私のライフワークのひとつは、塩の研究である。
私自身も晩年は塩の製造や販売を考えている程であり、自分で言うのも変だけど、セミプロと言える。四国から九州、そして沖縄県など、塩を製造している現場は、そのほとんどに足を運んで見学し、経営者たちとも談笑してきた経験もある。

そんな私が塩の価格について驚いた。フランスにおける販売価格である。ご存知の方も多いと思うが、天然塩と言えば、フランスのブルターニュ地方で採れるゲランドの塩、一般的なお店では、125gで3.85ユーロ=約389円というのである。
1グラム単価に換算すると、3.112円となる。だから、日本で売られている1kg入りの袋に換算すれば、3112円となる。参考までに日本で一般的な塩業センターの塩は、115円ぐらいで売られている。

ところが、驚いたことには、そのゲランドの塩。同じ塩である。これが、売っているお店によって付けている販売価格が違う。
何と、かの有名なフォションになると、72gという半分で、7ユーロ=約707円というのである。1グラム単価に換算すると、9.819円となる。
日本で売られている1kg入りの袋に換算すれば、9819円という金額。私は計算が間違ったかと二度計算した。

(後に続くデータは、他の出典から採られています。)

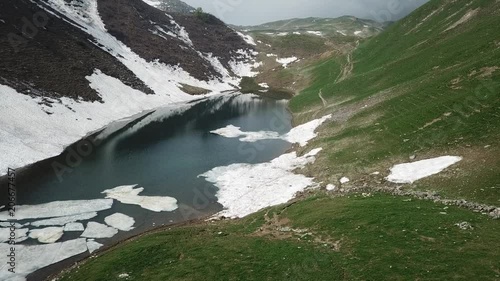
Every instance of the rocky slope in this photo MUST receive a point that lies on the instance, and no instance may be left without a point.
(70, 67)
(171, 6)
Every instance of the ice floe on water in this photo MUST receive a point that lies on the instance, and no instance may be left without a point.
(286, 61)
(93, 246)
(74, 226)
(59, 209)
(47, 235)
(128, 194)
(99, 230)
(120, 221)
(32, 258)
(247, 188)
(20, 234)
(65, 220)
(301, 134)
(411, 172)
(234, 132)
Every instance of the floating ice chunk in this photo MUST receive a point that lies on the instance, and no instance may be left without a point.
(59, 209)
(128, 195)
(93, 246)
(98, 230)
(411, 172)
(286, 61)
(31, 258)
(120, 221)
(47, 235)
(318, 33)
(246, 188)
(65, 220)
(330, 187)
(344, 180)
(20, 234)
(234, 132)
(301, 134)
(74, 226)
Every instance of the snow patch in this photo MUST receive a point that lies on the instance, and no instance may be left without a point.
(120, 221)
(247, 188)
(129, 195)
(31, 258)
(59, 209)
(411, 172)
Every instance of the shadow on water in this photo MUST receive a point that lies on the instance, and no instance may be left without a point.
(163, 151)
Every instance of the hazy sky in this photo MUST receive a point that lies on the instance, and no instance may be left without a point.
(253, 12)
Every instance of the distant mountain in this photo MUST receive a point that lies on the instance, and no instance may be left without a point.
(70, 67)
(342, 26)
(171, 6)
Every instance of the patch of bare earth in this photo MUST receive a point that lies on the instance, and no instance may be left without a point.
(484, 72)
(277, 227)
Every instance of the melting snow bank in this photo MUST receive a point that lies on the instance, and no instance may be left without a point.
(411, 172)
(301, 134)
(128, 195)
(246, 188)
(32, 258)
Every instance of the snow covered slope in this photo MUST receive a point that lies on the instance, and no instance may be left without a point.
(91, 62)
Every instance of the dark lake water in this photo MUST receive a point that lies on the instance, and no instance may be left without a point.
(163, 151)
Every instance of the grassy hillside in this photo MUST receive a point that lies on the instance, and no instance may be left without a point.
(342, 26)
(427, 86)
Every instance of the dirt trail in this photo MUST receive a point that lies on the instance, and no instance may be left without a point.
(348, 67)
(321, 97)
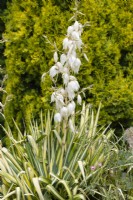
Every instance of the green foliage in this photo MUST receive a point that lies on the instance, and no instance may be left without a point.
(51, 162)
(108, 45)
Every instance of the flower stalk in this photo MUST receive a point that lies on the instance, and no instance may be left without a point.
(67, 65)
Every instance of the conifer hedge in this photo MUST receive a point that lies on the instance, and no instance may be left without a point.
(108, 45)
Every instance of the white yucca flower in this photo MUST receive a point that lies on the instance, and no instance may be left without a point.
(57, 117)
(71, 126)
(75, 35)
(68, 62)
(65, 77)
(70, 30)
(60, 67)
(53, 71)
(73, 85)
(72, 60)
(79, 99)
(71, 108)
(53, 97)
(76, 65)
(63, 59)
(64, 111)
(55, 57)
(76, 26)
(65, 43)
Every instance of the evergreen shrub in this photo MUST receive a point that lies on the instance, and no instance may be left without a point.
(108, 46)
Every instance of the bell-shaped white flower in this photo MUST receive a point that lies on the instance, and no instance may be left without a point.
(72, 60)
(76, 65)
(76, 26)
(71, 108)
(74, 85)
(63, 59)
(60, 67)
(71, 126)
(53, 71)
(65, 77)
(53, 97)
(62, 91)
(65, 69)
(79, 44)
(79, 99)
(55, 57)
(57, 117)
(70, 30)
(64, 112)
(70, 93)
(75, 35)
(65, 43)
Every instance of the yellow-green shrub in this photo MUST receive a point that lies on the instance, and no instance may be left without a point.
(108, 44)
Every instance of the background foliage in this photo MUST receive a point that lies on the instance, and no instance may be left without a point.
(108, 44)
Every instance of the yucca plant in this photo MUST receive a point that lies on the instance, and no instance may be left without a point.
(43, 164)
(67, 155)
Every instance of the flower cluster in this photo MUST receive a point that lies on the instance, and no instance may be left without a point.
(67, 64)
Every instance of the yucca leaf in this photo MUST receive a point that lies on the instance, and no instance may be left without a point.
(38, 189)
(80, 163)
(53, 191)
(79, 197)
(68, 189)
(18, 193)
(8, 195)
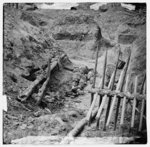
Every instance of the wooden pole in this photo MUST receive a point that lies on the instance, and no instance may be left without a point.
(119, 88)
(95, 69)
(101, 86)
(44, 86)
(92, 106)
(104, 101)
(142, 111)
(103, 77)
(124, 106)
(81, 125)
(111, 88)
(134, 103)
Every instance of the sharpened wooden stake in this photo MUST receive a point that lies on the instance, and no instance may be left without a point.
(95, 69)
(142, 111)
(101, 86)
(104, 100)
(111, 88)
(119, 88)
(134, 103)
(124, 105)
(103, 77)
(44, 86)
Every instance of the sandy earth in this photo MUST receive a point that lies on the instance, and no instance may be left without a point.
(36, 32)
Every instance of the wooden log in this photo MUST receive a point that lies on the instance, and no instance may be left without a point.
(92, 106)
(104, 101)
(101, 86)
(44, 86)
(95, 69)
(103, 77)
(124, 106)
(142, 111)
(119, 88)
(134, 103)
(119, 94)
(111, 88)
(28, 92)
(79, 127)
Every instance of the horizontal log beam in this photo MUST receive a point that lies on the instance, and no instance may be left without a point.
(119, 94)
(28, 92)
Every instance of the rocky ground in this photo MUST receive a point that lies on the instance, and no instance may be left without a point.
(32, 37)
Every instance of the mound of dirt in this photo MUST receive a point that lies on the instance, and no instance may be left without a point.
(27, 48)
(79, 31)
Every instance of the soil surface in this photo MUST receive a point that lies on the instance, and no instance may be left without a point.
(32, 37)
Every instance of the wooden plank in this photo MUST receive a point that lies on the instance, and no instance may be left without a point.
(28, 92)
(119, 94)
(142, 111)
(103, 77)
(134, 103)
(95, 69)
(92, 106)
(124, 103)
(119, 88)
(44, 86)
(111, 88)
(80, 125)
(101, 86)
(111, 82)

しかし、間違っていなかった。

同じゲランドの塩なのに、輸入や輸出などの諸費用がある訳でもない、同じパリ市内の価格なのに、こんなにも違う。

フォションなら安心で間違いないという信頼性があるのか、それ相当の客層が買い物に来るからであろうか、私のような凡人には、理解の範囲を超えているように思われてならない。